Shed occupiers forced to settle for space outside Greater Manchester

Land is available for industrial development in the North West, unlike in many other areas of the UK. But space in Greater Manchester is scarce, and prime sites are even harder to come by.

As Kevin Mofid, industrial research director at Savills, points out, a total of 1,400 acres of land that could accommodate new industrial units of more than 100,000 sq ft is currently being promoted for development in the North West. However, only 40% (570 acres) of the total is on what are classified as prime logistics sites and just 22% (306 acres) is located in Greater Manchester.

“With occupier demand for big sheds in the region remaining strong, this [undersupply] could start to become a major issue,” says Mofid.

“When considering sites that could accommodate new industrial units of over 300,000 sq ft, land supply is even more constrained. In fact, there are only seven suitable sites in the North West, of which just five are in Greater Manchester.”

Bolton benefits

As a result, Logistics North in Bolton has been the beneficiary of a number of large industrial deals, primarily due to its ‘oven-ready’ status, says Jonathan Atherton, industrial director at Savills Manchester.

But having attracted occupiers including Aldi, MBDA and Joy Global, the site is now almost full and “the region needs to find its next success story”, he says.

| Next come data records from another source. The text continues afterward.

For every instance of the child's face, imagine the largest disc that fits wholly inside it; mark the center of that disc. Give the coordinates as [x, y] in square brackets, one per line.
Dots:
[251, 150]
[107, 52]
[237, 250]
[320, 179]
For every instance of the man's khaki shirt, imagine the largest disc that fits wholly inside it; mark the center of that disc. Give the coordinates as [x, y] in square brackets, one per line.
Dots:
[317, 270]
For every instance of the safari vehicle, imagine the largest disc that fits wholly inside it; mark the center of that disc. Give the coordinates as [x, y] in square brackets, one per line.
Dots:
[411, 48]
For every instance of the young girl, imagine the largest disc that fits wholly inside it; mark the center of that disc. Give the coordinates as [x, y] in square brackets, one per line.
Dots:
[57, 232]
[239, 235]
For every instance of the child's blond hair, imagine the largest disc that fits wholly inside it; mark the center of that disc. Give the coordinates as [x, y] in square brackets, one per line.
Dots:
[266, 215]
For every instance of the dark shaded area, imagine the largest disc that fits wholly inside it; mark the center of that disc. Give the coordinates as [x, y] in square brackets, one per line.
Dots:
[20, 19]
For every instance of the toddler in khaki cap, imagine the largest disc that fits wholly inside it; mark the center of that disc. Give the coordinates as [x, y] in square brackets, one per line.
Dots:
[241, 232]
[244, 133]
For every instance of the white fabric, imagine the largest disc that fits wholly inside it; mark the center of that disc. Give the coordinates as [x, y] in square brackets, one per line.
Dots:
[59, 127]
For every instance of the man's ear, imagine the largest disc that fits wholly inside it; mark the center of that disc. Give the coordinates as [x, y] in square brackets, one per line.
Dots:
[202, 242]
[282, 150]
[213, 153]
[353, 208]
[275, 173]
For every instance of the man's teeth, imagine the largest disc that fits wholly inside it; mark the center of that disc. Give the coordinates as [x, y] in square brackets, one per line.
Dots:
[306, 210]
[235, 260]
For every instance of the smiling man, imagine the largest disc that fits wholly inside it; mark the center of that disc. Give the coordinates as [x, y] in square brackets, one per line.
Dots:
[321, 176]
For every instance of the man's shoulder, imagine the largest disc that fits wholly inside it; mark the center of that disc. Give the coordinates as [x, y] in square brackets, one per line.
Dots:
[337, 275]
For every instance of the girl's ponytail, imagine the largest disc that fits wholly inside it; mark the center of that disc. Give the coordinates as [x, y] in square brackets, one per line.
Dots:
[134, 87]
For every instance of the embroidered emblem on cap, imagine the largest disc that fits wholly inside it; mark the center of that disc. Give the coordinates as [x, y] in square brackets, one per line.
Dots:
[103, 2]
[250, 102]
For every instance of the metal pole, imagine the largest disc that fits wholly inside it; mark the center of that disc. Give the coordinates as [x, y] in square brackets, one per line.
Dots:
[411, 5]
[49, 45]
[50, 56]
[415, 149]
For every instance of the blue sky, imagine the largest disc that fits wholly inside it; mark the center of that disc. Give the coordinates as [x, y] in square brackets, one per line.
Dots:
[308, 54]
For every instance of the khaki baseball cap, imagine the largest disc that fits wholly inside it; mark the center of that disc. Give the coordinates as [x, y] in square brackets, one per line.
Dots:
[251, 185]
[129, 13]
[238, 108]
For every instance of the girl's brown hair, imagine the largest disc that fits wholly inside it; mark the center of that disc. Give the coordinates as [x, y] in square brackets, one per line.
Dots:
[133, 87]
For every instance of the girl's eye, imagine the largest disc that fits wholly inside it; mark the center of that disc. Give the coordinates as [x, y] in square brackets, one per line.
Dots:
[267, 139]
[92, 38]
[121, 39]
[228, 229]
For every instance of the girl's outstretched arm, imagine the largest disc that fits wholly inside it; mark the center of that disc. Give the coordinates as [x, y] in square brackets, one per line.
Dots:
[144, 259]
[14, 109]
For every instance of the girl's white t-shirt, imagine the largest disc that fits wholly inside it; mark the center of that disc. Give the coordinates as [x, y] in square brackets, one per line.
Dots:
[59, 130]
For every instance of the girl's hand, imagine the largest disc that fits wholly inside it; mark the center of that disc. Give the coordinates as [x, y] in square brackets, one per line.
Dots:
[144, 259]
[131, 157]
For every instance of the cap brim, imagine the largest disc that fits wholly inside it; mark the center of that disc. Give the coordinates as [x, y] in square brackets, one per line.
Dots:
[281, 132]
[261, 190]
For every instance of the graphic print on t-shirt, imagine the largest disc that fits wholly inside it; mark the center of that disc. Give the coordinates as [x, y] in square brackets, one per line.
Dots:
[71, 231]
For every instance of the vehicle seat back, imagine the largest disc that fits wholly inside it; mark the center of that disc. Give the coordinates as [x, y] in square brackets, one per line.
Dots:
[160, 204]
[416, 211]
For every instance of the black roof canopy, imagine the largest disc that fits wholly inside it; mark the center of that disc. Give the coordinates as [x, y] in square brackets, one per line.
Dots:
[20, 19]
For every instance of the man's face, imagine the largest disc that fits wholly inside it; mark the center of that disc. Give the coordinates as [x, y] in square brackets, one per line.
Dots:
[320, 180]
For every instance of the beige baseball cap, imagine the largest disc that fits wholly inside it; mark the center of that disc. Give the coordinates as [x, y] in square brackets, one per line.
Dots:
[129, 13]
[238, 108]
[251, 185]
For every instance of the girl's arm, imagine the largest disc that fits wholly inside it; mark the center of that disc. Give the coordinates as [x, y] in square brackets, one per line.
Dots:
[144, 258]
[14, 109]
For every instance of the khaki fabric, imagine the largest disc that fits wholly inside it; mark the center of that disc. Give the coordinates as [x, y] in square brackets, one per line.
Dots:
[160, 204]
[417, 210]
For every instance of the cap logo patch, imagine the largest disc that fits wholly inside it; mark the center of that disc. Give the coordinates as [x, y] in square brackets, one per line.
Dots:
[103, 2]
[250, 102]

“Manchester Airport, Port Salford and Grand Central at Trafford Park are among the few other sites with land still available for big shed development,” says Atherton.

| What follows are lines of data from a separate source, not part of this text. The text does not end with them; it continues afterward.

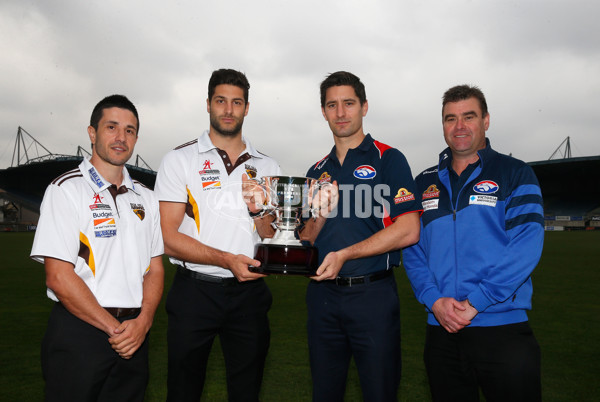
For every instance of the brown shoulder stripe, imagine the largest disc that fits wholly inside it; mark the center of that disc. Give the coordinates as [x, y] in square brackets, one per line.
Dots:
[68, 177]
[141, 184]
[187, 144]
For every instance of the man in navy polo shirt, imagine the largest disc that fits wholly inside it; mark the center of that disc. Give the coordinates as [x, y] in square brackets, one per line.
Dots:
[353, 308]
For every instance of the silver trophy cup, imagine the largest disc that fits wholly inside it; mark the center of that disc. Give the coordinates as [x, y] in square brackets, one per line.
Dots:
[287, 198]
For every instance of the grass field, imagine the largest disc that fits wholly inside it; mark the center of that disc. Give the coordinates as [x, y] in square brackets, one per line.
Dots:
[565, 318]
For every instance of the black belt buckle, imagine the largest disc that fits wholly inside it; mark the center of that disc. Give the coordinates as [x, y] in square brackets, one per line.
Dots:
[207, 278]
[359, 280]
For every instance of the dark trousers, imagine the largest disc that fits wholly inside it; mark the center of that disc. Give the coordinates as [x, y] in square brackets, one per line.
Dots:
[78, 363]
[198, 311]
[503, 361]
[361, 321]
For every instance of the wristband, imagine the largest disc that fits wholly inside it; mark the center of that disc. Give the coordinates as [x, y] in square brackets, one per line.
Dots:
[255, 214]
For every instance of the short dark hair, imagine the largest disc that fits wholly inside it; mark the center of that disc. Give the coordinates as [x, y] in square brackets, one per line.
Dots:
[229, 77]
[343, 78]
[464, 92]
[119, 101]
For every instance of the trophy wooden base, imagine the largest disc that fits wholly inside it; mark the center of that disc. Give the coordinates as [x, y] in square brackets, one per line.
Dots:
[286, 259]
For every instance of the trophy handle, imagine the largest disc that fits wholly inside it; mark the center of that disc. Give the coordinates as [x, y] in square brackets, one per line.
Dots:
[314, 211]
[267, 206]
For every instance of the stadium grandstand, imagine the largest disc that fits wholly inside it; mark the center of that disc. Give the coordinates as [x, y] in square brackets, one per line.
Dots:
[571, 189]
[570, 185]
[33, 167]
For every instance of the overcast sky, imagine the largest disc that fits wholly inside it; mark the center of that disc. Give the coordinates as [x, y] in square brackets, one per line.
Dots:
[538, 63]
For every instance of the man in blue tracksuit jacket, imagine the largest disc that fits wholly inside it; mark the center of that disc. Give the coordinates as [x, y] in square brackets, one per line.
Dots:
[481, 237]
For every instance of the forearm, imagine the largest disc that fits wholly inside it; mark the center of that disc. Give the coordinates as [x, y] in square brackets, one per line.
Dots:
[76, 297]
[264, 227]
[311, 229]
[186, 248]
[152, 291]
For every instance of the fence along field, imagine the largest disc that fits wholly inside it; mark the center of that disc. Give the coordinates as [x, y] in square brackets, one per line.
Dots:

“However, lack of suitable land in Greater Manchester has already contributed to some occupiers with industrial requirements of over 300,000 sq ft looking to Warrington and further afield.”

Framework

The continued lack of prime sites could be mitigated by the Greater Manchester Spatial Framework, the first draft of which identified sites suitable for industrial development.

“One solution to the potential shortage of land could be streamlining the planning process to take these sites from identification to consent more quickly,” says Atherton.

“Ultimately, occupiers focus on options that are deliverable in a relatively short timeframe and with infrastructure in place.

“Planners and developers can work together to bring such sites forward and ensure Greater Manchester can maintain its success as a major hub for industrial occupiers by providing much-sought-after land for new development.”

If the region is to find its next success story, collaboration will be key.